To improve security, WPA removed the process of sharing the encryption key and exchanged it for sharing of a passphrase or known set of credentials, referred to as Personal (PSK) or Enterprise. The exact strength of encryption keys created is the same. It doesn’t matter if you use Personal or Enterprise. Let’s look at the key hierarchy; then, we’ll review the keys.
At the top of the pyramid of keys is the Master Session Key or MSK. The MSK is used to derive the Pairwise Master Key, or PMK, through either the pre-shared key (PSK) or EAP method (RADIUS authentication). The strength of the security comes from how strong the PSK is, or the EAP credentials used. It doesn’t matter if you use an eight-character or 32-character PSK, EAP-PEAP username/password, or EAP-TLS certificates.

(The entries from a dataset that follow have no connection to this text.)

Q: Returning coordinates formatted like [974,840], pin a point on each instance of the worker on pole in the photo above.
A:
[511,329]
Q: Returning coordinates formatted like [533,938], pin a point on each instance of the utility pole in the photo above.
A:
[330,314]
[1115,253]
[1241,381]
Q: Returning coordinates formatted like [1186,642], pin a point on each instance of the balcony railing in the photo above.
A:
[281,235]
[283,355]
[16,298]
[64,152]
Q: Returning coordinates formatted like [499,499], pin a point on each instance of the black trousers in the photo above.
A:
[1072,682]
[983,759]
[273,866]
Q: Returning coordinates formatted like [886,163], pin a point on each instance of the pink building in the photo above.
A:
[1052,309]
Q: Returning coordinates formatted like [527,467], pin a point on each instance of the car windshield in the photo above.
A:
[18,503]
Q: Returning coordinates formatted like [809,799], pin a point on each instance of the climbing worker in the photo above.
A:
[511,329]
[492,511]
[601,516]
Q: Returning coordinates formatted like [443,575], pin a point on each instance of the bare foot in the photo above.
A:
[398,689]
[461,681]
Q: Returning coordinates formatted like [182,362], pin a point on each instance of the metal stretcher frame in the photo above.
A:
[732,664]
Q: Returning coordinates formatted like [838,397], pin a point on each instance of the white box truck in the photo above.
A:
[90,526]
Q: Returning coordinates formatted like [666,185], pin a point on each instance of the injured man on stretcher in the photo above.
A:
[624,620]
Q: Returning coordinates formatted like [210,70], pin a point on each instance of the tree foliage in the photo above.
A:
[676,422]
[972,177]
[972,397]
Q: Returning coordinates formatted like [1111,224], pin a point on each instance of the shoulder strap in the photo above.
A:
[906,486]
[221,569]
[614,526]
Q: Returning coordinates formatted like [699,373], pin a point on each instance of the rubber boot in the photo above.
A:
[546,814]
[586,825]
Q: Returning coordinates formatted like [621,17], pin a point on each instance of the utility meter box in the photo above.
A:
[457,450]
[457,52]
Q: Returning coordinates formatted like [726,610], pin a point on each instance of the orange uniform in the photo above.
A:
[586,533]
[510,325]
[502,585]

It will always become a 256bit key value and is the basis for all other keys in the process. Creating the encryption keys is called the “Four Way Handshake.”
This Four Way Handshake allows us to create a working set of encryption keys without actually sharing them, utilizing the process of exchanging smaller bits of data during each step. Because this process happens over the air, someone can intercept it, but you need to know the value used for the MSK/PMK. With WPA, Temporal Key Integrity Protocol (TKIP) encryption is used and is easily compromised by brute force to retrieve the PSK. WPA2 utilizes Advanced Encryption Standard (AES) and Cipher-block Chaining Message authentication Protocol (CCMP). While the encryption behind the WPA2 process is more challenging, the Four Way Handshake can be compromised and result in denial-of-service attacks against clients and stations.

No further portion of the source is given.